In Raster Vision we keep a separation between configuration of a thing and the creation of the thing itself. This allows us to keep the client environment, i.e. the environment that is running the rastervision cli application, and the runner environment, i.e. the environment that is actually running commands, totally separate. This means you can install Raster Vision and run experiments on a machine doesn’t have a GPU or any machine learning library installed, but can issue commands to an environment that does. This also lets us work with configuration on the client side very quickly, and leave all the heavy lifting to the runner side.

This separation expressed in a core design principle that is seen across the codebase: the use of the Config and ConfigBuilder classes.

Config

The Config class represents the configuration of a component of the experiment. It is a declaritive encapsulation of exactly what we want to run, without actually running anything. We are able to serialize Configs, and because they describe exactly what we want to do, they become historical artifacts about what happened, messages for running on remote systems, and records that let us repeat experiments and verify results.

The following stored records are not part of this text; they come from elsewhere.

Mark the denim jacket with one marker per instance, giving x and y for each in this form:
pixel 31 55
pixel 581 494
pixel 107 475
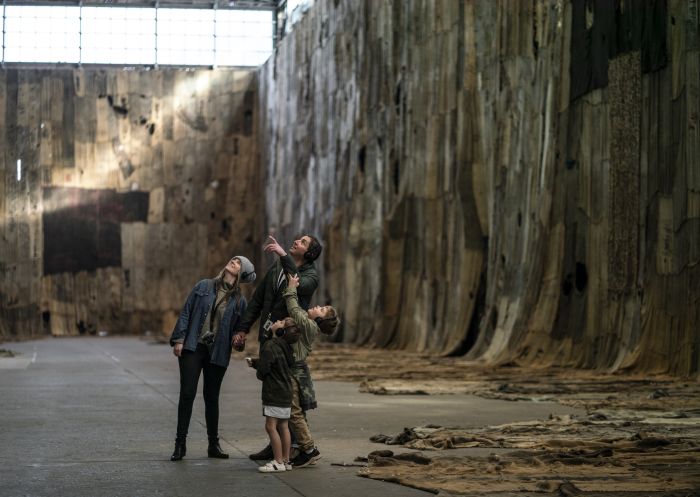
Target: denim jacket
pixel 192 317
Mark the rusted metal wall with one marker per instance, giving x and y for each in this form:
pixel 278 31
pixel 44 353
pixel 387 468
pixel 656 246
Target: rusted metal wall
pixel 518 180
pixel 134 185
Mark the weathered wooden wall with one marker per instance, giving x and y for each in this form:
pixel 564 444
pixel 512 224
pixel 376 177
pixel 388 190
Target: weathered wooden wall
pixel 518 180
pixel 135 184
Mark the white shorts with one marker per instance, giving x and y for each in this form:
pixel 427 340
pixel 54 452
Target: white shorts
pixel 277 412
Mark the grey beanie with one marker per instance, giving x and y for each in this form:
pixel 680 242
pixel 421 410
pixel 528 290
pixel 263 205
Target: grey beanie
pixel 247 269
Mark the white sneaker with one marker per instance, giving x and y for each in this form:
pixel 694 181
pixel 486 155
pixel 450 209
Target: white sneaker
pixel 272 467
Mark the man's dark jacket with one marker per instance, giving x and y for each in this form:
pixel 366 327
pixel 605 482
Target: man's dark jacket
pixel 267 297
pixel 274 368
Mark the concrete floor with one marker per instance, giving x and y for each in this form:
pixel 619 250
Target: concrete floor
pixel 96 416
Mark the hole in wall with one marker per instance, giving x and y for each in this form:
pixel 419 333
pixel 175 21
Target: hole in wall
pixel 361 159
pixel 567 285
pixel 581 280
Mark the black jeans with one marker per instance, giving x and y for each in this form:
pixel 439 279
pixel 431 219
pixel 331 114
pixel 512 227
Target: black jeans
pixel 191 365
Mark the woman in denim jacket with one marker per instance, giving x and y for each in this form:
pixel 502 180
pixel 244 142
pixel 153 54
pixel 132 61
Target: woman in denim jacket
pixel 201 341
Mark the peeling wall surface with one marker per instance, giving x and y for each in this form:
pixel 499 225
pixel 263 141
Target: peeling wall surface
pixel 132 186
pixel 515 181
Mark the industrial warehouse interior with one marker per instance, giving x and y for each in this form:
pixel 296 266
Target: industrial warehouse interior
pixel 500 200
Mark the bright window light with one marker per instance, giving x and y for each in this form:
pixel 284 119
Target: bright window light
pixel 186 36
pixel 42 34
pixel 243 38
pixel 118 35
pixel 137 35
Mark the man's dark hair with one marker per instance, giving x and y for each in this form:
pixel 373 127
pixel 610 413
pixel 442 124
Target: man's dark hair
pixel 329 324
pixel 314 250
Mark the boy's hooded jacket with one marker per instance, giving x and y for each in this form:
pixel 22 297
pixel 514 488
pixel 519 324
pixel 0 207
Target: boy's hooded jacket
pixel 275 370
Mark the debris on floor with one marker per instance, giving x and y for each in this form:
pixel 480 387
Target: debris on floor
pixel 640 434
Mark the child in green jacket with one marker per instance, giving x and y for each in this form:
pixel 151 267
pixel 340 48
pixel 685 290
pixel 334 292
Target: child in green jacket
pixel 274 368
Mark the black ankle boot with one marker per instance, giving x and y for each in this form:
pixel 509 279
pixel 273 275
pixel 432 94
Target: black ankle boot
pixel 180 450
pixel 215 449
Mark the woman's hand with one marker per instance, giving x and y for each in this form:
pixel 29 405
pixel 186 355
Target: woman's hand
pixel 238 339
pixel 277 325
pixel 177 349
pixel 273 246
pixel 292 281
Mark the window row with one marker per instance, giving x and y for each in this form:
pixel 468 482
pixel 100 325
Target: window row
pixel 131 35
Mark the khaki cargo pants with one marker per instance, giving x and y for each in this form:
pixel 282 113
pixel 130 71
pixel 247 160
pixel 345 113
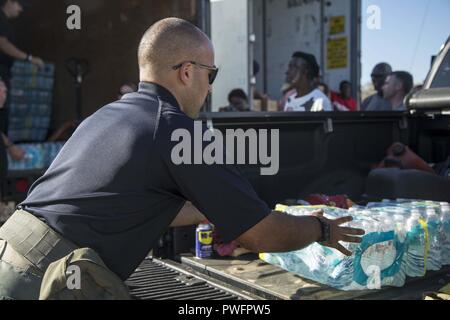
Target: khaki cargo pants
pixel 34 260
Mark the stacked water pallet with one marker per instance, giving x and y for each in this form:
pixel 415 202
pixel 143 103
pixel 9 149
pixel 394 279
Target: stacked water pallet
pixel 30 102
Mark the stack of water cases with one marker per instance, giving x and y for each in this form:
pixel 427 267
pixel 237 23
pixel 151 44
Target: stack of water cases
pixel 38 156
pixel 30 102
pixel 404 238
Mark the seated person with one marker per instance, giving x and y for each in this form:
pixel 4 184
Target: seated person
pixel 302 73
pixel 397 86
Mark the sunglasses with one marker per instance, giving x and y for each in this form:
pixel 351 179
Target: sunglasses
pixel 213 70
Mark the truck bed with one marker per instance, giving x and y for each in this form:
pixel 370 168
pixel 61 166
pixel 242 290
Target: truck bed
pixel 271 282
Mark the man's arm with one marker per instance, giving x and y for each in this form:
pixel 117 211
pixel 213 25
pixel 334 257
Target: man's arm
pixel 189 215
pixel 11 50
pixel 280 232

The construction of configuration can include some heavy logic, and we want a clean separation from the Config and the way we construct it. This is why each Config has a separate ConfigBuilder class.

ConfigBuilder

The ConfigBuilder classes are the main interaction point for users of Raster Vision. They are generally instantiated when client code calls the static .builder() method on the Config. If there are multiple types of builders, a key is used to state which builder should be returned (e.g. with rv.BackendConfig.builder(rv.KERAS_CLASSIFICATION). The usage of keys to return specific builder types allows for two things: 1. a standard interface for constructing builders that only changes based on the parameter passed in, and 2. a way for plugins to register their own keys, so that using plugins feels exactly like using core Raster Vision code.

The ConfigBuilders are immutable data structures that use what’s called a fluent builder patter. When you call a method on a builder that sets a property, what you’re actually doing is creating a copy of the builder and returning it. Not modifying internal state allows us to fork builders into different transformed objects without having to worry about modifying the internal properties of the builders earlier in the chain of modifications. Using a fluent builder pattern also gives us a readable and standard way of creating and transforming ConfigBuilders and Configs.

The ConfigBuilder also has a .validate() call that is called whenever .build() is called, which gives the ConfigBuilder the chance to make sure all required properties are set and are sane. One major advantage of using the ConfigBuilder pattern over simply having long __init__ methods on Config objects is that you can set up builders in one part of the code, without setting required properties, and pass it off to another decoupled part of the code that can use the builder further. As long as the required properties are set before build() is called, you can set as little or as many properties as you want.

Fluent Builder Pattern

The ConfigBuilders in Raster Vision use a fluent builder design pattern. This allows the composition and chaining together of transformations on builders, which encourages readable configuration code. The usage of builders is always as follows:

  • The Config type (SceneConfig, TaskConfig, etc) will always be available through the top level import (which generally is import rastervision as rv)

  • The ConfigBuilder is created from the static method on the Config class, e.g. rv.TaskConfig.builder(rv.OBJECT_DETECTION). Keys for builder types are also always exposed in the top level package (unless your key is for a custom plugin, in which case you’re on your own).

  • The builder is then transformed using the .with_*() methods. Each call to a .with_*() method returns a new copy of the builder with the modifications set, which means you can chain them together. This is the “fluent” part of the fluent builder pattern.

  • You call .build() when you are ready for your fully baked Config object.

You can also call .to_builder() on any Config object, which lets you move between the Config and ConfigBuilder space easily. This is useful when you want to take a config that was deserialized or constructed in some other way and use it as a base for further transformation.

Global Registry

Another major design pattern of Raster Vision is the use of a global registry. This is what gives the ability for the single interface to construct all subclass builders through the static builder() method on the Config via a key, e.g. rv.RasterSourceConfig.builder(rv.GEOTIFF_SOURCE). The key is used to look up what ConfigBuilders are registered inside the global registery, and the registry determines what builder to return from the build() call. More importantly, this enables Raster Vision to have a flexible system to create Plugins out of anything that has a keyed ConfigBuilder. The registry pattern goes beyond Configs and ConfigBuilders, though: this is also how internal classes and plugins are chosen for Default Providers, ExperimentRunners, and FileSystems.